Doctors and researchers at the Athersys Inc. (NSDQ:ATHX) investor meeting in New York City expressed hope that the company's stem cell therapy — MultiStem — could raise the ceiling on care for heart attack, stroke and some cancer patients, among others.

Biopharmaceutical company Athersys invited nearly a dozen stem cell experts — including Ruth McKernan, head of Pfizer Regenerative Medicine, with which Athersys is working on a therapy for inflammatory bowel disease — to its annual investor day May 15.

Of course, the experts had good things to say about MultiStem, the off-the-shelf stem cell product on which Athersys is doing clinical trials as a treatment for heart attack, stroke and bone marrow transplant patients.

"We and a growing number of others believe that MultiStem represents a significant advance in the field of regenerative medicine," chairman and CEO Gil Van Bokkelen said.

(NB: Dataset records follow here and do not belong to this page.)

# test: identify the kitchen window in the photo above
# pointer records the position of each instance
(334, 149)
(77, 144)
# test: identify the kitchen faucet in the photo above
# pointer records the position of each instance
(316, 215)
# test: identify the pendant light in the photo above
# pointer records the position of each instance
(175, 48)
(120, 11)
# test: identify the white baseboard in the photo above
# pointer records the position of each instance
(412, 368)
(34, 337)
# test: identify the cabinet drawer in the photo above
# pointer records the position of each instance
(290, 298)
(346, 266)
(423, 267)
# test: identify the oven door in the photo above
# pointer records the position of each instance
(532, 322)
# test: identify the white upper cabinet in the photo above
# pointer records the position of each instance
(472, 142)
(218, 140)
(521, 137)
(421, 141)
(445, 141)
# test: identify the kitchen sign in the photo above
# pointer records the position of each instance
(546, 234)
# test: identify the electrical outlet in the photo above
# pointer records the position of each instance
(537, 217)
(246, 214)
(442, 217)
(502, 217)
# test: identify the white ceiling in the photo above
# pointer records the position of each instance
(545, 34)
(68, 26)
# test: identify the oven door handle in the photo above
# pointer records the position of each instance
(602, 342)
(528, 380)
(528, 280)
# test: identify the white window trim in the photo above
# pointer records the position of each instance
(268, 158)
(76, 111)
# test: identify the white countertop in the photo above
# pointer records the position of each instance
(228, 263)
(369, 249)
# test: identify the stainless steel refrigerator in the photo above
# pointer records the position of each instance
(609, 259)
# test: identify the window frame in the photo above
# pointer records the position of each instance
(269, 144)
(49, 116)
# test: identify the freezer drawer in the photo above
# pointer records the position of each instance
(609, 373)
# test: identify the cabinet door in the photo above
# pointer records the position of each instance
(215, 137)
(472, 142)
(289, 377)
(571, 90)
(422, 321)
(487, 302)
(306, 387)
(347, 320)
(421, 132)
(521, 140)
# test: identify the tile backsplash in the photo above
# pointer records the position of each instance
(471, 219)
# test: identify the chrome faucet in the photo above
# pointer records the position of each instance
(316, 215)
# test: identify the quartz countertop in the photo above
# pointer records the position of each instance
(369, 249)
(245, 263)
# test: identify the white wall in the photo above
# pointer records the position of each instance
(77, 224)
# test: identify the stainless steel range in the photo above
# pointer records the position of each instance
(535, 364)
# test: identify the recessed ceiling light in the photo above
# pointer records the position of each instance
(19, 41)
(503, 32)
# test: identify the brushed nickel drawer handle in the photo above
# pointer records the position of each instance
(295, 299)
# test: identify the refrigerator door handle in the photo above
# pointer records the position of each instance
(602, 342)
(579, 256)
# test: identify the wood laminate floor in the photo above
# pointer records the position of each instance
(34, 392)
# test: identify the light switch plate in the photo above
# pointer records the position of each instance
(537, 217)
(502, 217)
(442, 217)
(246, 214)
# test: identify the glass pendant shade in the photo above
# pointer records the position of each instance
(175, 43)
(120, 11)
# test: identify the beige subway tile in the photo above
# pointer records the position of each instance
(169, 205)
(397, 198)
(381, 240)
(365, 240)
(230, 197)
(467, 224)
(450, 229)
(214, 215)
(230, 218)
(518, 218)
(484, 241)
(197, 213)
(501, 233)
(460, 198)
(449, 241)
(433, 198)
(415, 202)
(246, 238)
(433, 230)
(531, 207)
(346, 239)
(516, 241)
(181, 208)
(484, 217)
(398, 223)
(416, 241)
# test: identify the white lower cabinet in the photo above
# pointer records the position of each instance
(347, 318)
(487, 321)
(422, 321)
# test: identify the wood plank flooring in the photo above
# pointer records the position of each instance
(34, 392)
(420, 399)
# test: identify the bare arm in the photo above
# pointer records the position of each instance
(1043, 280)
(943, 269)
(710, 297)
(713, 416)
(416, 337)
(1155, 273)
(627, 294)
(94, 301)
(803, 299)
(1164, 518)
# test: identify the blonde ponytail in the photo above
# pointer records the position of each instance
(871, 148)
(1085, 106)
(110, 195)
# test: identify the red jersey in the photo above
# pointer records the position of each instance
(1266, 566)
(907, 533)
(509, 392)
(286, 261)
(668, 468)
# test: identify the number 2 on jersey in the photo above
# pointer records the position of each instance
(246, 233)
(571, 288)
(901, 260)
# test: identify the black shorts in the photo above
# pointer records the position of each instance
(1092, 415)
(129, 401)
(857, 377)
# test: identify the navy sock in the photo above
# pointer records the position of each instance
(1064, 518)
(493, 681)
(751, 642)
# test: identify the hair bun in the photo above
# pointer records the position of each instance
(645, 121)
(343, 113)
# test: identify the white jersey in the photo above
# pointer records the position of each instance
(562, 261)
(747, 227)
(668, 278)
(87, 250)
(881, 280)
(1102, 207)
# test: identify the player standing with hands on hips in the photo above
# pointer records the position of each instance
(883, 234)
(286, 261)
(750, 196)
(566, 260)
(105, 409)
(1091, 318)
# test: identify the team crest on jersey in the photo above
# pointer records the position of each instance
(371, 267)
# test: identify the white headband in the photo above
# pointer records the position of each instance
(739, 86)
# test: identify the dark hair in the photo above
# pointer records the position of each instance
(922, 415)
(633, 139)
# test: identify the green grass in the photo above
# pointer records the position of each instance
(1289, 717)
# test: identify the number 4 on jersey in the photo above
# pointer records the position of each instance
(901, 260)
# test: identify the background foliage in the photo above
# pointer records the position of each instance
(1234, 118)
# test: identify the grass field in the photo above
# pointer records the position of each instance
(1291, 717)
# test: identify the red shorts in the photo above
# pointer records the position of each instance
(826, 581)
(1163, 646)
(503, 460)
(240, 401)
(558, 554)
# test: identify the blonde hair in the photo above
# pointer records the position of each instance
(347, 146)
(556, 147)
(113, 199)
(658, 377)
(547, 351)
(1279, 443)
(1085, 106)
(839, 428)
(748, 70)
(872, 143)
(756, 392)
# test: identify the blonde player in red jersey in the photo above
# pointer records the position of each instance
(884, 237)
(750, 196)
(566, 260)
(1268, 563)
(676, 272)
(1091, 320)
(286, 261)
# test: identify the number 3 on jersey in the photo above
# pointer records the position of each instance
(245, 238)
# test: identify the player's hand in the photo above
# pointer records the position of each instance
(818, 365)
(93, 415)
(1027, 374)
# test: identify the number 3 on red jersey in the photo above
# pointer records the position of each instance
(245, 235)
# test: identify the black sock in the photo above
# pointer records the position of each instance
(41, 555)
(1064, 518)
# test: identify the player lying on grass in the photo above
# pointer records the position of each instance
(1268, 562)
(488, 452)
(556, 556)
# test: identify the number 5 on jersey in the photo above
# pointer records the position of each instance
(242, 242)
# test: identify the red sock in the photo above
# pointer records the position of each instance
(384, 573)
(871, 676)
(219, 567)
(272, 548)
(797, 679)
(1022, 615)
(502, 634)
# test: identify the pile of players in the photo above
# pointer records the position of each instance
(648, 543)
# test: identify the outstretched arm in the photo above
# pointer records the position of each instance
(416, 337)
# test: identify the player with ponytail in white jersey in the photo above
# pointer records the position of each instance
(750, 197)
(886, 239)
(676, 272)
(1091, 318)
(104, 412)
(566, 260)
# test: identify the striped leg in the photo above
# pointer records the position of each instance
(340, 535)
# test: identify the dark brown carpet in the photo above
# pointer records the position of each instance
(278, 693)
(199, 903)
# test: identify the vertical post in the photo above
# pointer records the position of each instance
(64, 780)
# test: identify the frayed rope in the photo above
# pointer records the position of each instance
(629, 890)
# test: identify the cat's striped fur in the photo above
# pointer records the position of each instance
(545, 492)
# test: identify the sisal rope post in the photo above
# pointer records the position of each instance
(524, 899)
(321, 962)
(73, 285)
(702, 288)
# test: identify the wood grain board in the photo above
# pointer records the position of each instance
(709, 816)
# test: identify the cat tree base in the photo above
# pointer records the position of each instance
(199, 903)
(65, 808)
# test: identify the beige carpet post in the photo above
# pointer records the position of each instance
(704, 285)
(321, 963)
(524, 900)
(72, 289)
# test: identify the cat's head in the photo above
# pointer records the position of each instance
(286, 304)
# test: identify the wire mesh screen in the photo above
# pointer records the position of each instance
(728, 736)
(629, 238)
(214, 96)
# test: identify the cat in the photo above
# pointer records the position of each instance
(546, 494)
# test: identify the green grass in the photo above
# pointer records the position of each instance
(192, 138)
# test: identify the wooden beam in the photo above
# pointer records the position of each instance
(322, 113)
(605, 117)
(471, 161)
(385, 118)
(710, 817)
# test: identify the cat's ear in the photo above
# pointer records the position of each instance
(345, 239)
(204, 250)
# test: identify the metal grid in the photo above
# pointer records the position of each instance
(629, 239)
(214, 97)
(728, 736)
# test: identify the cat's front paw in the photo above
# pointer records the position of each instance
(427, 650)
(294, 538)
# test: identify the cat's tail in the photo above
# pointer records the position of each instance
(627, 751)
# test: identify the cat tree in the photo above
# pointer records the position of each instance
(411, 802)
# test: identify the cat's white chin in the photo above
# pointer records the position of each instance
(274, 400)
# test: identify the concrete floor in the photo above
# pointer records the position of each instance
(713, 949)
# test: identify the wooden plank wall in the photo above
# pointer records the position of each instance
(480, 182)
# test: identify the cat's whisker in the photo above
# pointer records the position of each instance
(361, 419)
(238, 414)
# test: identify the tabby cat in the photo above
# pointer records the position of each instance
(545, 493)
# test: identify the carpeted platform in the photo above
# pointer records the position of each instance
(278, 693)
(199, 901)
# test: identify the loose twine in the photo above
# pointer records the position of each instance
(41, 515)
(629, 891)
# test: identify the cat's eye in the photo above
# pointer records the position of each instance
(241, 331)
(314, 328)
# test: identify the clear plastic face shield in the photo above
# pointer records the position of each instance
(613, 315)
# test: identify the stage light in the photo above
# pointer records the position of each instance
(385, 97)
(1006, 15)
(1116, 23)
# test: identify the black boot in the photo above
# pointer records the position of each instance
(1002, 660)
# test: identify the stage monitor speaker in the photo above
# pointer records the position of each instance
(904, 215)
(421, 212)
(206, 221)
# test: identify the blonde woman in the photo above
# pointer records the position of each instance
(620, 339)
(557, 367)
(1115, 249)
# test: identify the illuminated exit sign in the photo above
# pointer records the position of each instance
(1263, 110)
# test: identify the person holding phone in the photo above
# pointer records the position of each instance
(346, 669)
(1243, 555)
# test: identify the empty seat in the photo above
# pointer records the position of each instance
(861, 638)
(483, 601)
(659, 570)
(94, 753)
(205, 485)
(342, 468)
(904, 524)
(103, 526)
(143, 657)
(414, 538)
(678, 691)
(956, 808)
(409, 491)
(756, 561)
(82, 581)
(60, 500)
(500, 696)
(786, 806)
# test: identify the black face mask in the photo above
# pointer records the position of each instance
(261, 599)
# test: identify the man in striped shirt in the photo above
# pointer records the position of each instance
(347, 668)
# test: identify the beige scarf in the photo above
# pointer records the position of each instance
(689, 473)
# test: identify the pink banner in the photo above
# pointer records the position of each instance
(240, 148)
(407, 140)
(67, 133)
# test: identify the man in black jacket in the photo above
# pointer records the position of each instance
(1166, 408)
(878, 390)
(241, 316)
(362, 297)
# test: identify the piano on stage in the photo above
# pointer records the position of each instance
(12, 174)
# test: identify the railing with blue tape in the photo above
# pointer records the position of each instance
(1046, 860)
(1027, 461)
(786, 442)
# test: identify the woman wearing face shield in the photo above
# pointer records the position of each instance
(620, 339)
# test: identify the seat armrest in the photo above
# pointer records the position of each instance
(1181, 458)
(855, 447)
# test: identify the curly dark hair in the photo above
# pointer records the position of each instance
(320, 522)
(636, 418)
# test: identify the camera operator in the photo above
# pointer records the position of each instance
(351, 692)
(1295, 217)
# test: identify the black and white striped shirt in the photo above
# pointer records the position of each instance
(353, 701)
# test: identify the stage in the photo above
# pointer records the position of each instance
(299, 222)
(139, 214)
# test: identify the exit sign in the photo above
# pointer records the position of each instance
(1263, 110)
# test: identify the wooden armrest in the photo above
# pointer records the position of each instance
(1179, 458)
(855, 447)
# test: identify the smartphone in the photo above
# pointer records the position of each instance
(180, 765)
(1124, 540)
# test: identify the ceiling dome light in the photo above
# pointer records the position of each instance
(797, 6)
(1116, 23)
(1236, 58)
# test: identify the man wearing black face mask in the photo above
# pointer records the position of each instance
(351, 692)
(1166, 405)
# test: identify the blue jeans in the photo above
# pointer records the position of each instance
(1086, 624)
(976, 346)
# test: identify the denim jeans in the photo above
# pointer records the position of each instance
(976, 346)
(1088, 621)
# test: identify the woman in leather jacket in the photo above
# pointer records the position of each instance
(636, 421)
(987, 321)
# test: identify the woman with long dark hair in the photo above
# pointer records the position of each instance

That's because "it's a drug-like stem cell therapy that can be manufactured on an industrial scale, it can be administered like Type O blood, it exhibits a consistent safety profile and it can provide multiple therapeutic benefits," Van Bokkelen said.

One of the differences between MultiStem and competing therapies is the Athersys cells are scalable.

"Unlike traditional bone marrow or hematopoietic stem cell transplants that require a single donor for each patient, we have the ability to produce up to millions of doses of material from a single donor," Van Bokkelen said. "This enables us to manufacture a clinical-grade product in a reproducible and consistent manner."

In the body, MultiStem can promote multiple factors that protect tissue, promote tissue healing and repair and reduce inflammation in several ways. Athersys, which is conducting a Phase I trial of MultiStem to treat heart attack patients, is finding evidence that its stem cells also could treat peripheral vascular disease.